Hello everybody,
I've got a couple of questions using Prokka.
1) anybody come across the problem of annotating small ORFs? Lots of operon leader peptides etc remain un-annotated. I understand that's to reduce the false positives, but I still would want to annotate these genes.
2) how does one compile a good genus-specific database? E.g. if I need a reference protein set for Salmonella, what is a good strategy?
Thank you in advance.
Thank you. I see now that some of the small peptides are annotated with --rfam option that generates candidate ncRNAs, which is also useful. What is the option to include the sig_peptide? There's nothing in the manual, and they are not generated by default.
About the genus-specific reference: how would you pick the gbk files you want to use? And is there any way to generate the gene name (I mean common name, like trpA) in any reliable fashion?
Yeah, prokka invokes a number of optional 3rd party applications, and SignalP is one of them. I can't see the specific flag in the docs, but the github page mentions it. You'll no doubt need SignalP installed and in the path though eitherway.

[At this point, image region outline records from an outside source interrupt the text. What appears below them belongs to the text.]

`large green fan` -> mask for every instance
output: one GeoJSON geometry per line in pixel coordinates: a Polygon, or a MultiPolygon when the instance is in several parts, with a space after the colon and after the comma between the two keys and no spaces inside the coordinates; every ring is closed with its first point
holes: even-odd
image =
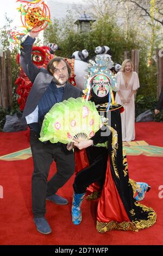
{"type": "Polygon", "coordinates": [[[102,125],[94,102],[70,98],[55,104],[45,116],[39,139],[64,144],[73,138],[89,139],[102,125]]]}

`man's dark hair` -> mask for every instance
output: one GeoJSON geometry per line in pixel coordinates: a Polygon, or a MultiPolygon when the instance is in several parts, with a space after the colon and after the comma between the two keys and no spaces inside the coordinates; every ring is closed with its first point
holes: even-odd
{"type": "Polygon", "coordinates": [[[69,66],[67,62],[64,59],[64,58],[62,58],[61,57],[57,57],[55,58],[54,58],[54,59],[51,59],[51,60],[47,64],[47,70],[50,73],[53,75],[54,72],[55,67],[61,60],[64,62],[65,64],[66,65],[66,66],[68,70],[68,78],[70,78],[71,76],[71,71],[70,66],[69,66]],[[54,65],[53,64],[53,63],[54,64],[54,65]]]}

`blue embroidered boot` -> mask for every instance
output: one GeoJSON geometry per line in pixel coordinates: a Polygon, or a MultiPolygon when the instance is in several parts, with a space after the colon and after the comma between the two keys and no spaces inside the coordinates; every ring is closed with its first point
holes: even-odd
{"type": "Polygon", "coordinates": [[[84,199],[85,194],[85,193],[77,194],[75,192],[73,192],[71,214],[72,222],[75,225],[79,225],[82,220],[80,206],[84,199]]]}
{"type": "Polygon", "coordinates": [[[145,182],[136,182],[136,191],[137,193],[135,199],[137,201],[143,200],[146,192],[148,192],[151,189],[151,186],[145,182]]]}

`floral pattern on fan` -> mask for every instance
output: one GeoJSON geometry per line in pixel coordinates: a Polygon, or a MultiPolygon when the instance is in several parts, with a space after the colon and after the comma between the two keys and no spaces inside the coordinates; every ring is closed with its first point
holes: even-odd
{"type": "Polygon", "coordinates": [[[102,126],[94,102],[83,98],[70,98],[55,103],[43,120],[39,139],[67,144],[89,139],[102,126]]]}

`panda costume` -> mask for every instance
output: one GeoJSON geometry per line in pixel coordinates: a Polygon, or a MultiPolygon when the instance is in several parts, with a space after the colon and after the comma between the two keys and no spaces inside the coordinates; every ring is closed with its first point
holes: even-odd
{"type": "MultiPolygon", "coordinates": [[[[94,74],[89,80],[87,97],[91,88],[89,99],[95,102],[99,113],[102,112],[104,125],[91,138],[93,146],[76,150],[72,220],[74,224],[80,223],[80,206],[85,197],[87,200],[99,198],[96,224],[98,232],[138,231],[153,225],[156,215],[151,208],[140,204],[133,197],[136,182],[129,179],[122,148],[121,112],[124,108],[114,102],[111,79],[105,72],[94,74]]],[[[145,193],[148,185],[141,186],[141,193],[145,193]]]]}

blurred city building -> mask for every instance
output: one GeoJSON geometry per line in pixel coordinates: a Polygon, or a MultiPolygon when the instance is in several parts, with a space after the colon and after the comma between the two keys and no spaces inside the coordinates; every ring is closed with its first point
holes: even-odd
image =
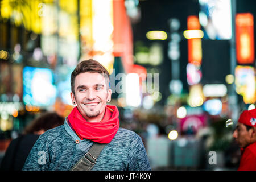
{"type": "Polygon", "coordinates": [[[153,169],[236,169],[225,122],[233,129],[255,107],[255,5],[1,0],[0,160],[40,113],[68,115],[71,73],[93,59],[111,74],[110,104],[141,136],[153,169]]]}

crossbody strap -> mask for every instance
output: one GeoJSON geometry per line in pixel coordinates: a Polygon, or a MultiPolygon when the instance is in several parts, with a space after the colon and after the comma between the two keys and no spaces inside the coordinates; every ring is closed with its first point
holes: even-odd
{"type": "Polygon", "coordinates": [[[73,166],[71,171],[90,171],[94,166],[106,144],[94,143],[89,151],[73,166]]]}

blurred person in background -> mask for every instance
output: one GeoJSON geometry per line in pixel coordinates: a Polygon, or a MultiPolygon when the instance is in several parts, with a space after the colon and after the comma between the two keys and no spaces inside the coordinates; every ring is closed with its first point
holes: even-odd
{"type": "Polygon", "coordinates": [[[23,134],[11,142],[2,160],[1,170],[21,171],[30,150],[40,135],[64,123],[64,118],[47,112],[31,121],[23,134]]]}
{"type": "Polygon", "coordinates": [[[256,171],[256,109],[245,110],[233,134],[241,148],[238,171],[256,171]]]}
{"type": "Polygon", "coordinates": [[[39,136],[22,170],[73,170],[77,162],[88,159],[93,145],[103,146],[103,150],[98,152],[97,160],[93,156],[88,156],[94,166],[87,170],[150,170],[141,138],[119,127],[118,109],[106,105],[112,93],[108,71],[95,60],[80,61],[72,73],[71,84],[71,99],[77,106],[64,125],[39,136]],[[40,152],[44,160],[39,163],[40,152]]]}

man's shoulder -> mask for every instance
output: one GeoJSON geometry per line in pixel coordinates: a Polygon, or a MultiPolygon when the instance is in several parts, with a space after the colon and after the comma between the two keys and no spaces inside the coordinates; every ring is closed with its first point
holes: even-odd
{"type": "Polygon", "coordinates": [[[59,136],[64,135],[64,125],[60,125],[55,128],[48,130],[39,136],[39,139],[42,142],[49,140],[51,139],[57,139],[59,136]]]}
{"type": "Polygon", "coordinates": [[[136,140],[141,138],[141,136],[134,131],[122,127],[119,128],[118,131],[115,134],[115,136],[121,137],[125,140],[129,140],[131,139],[136,140]]]}
{"type": "Polygon", "coordinates": [[[117,134],[118,134],[119,135],[128,135],[129,136],[131,136],[136,134],[134,131],[123,127],[119,127],[118,131],[117,131],[117,134]]]}
{"type": "Polygon", "coordinates": [[[246,149],[253,154],[253,155],[256,157],[256,142],[254,142],[250,145],[249,145],[246,149]]]}

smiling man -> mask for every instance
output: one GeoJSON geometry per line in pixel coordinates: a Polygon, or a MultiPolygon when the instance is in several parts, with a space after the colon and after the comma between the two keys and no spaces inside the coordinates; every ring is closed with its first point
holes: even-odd
{"type": "Polygon", "coordinates": [[[256,109],[240,115],[233,136],[241,150],[238,171],[256,170],[256,109]]]}
{"type": "Polygon", "coordinates": [[[77,106],[63,125],[40,135],[23,170],[71,170],[94,143],[105,145],[92,170],[151,170],[141,138],[120,128],[117,107],[106,105],[112,93],[106,69],[93,60],[81,61],[71,82],[77,106]]]}

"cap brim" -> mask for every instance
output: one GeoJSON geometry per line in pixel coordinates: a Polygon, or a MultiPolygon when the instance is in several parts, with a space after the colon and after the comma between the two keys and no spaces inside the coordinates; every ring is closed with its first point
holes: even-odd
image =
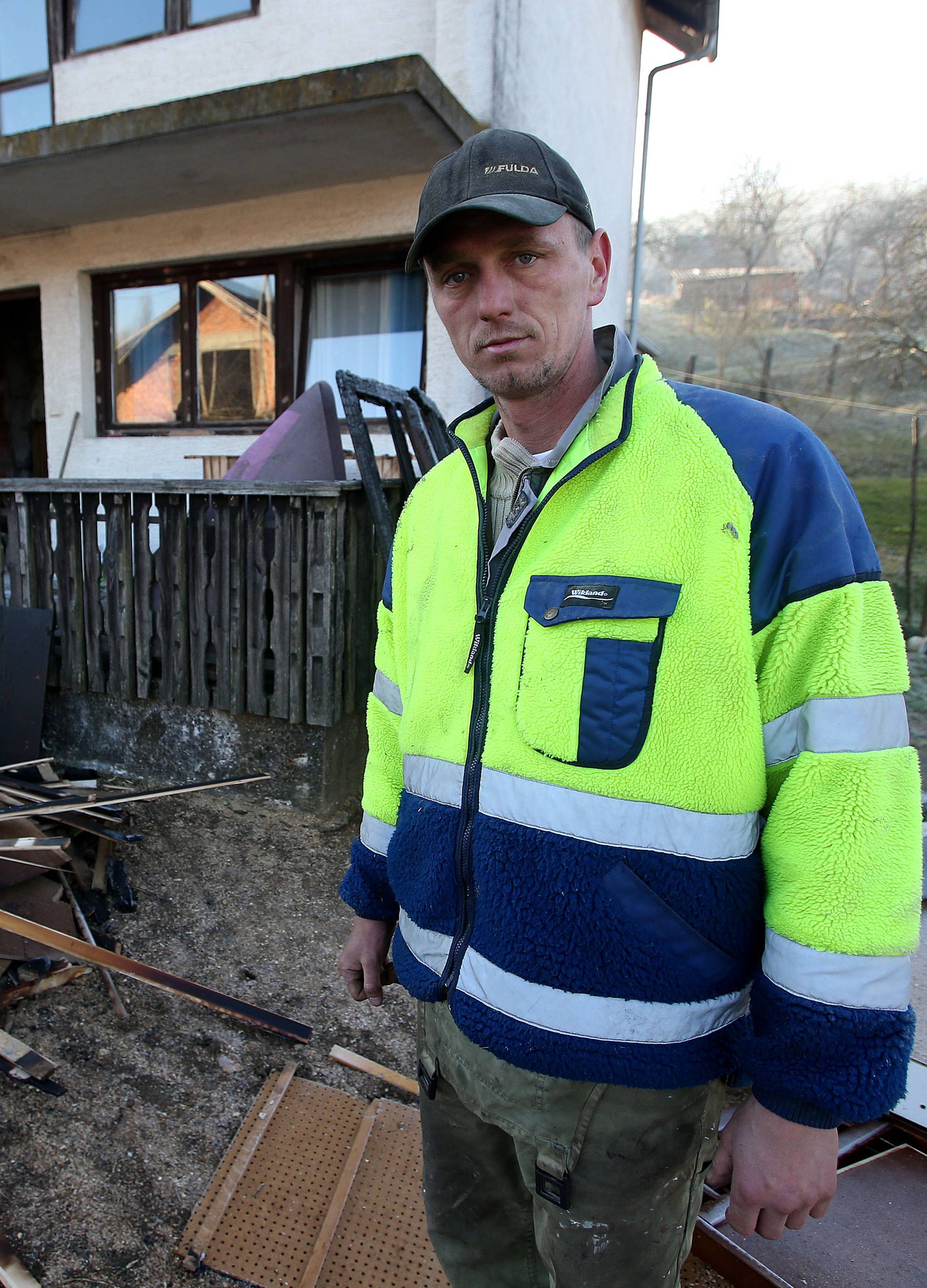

I would just use which ever genomes you trust as a reference and download the GBK from NCBI. I can't really tell you what reference to use. The option is mainly to allow people who have their own custom annotated genomes to include additional features that they might have added by hand relative to the NCBI reference etc. You don't need to do this at all though, if you don't have one you're bothered with. Prokka calls CDSs with prodigal, and then blasts/searches them all against the databases already so you should get the common salmonella annotations. If you don't have custom proteins etc then I wouldnt worry about it. if its a gene with a common gene name in NCBI, it will be picked up by prokka, assuming the variant your sequence has is similar enough to it. Anything prokka can't identify it will call a
hypothetical_protein
Ok, I had to grep through the source code to understand it. SignalP is activated when you're using --gram option. I don't think it's documented anywhere. Anyhow, seems to be working nicely.
Thank you for all the tips again.
Ah good you found the same, I was just about to post the same point!
P.S. be sure to accept one or more answers if you got the answer you needed.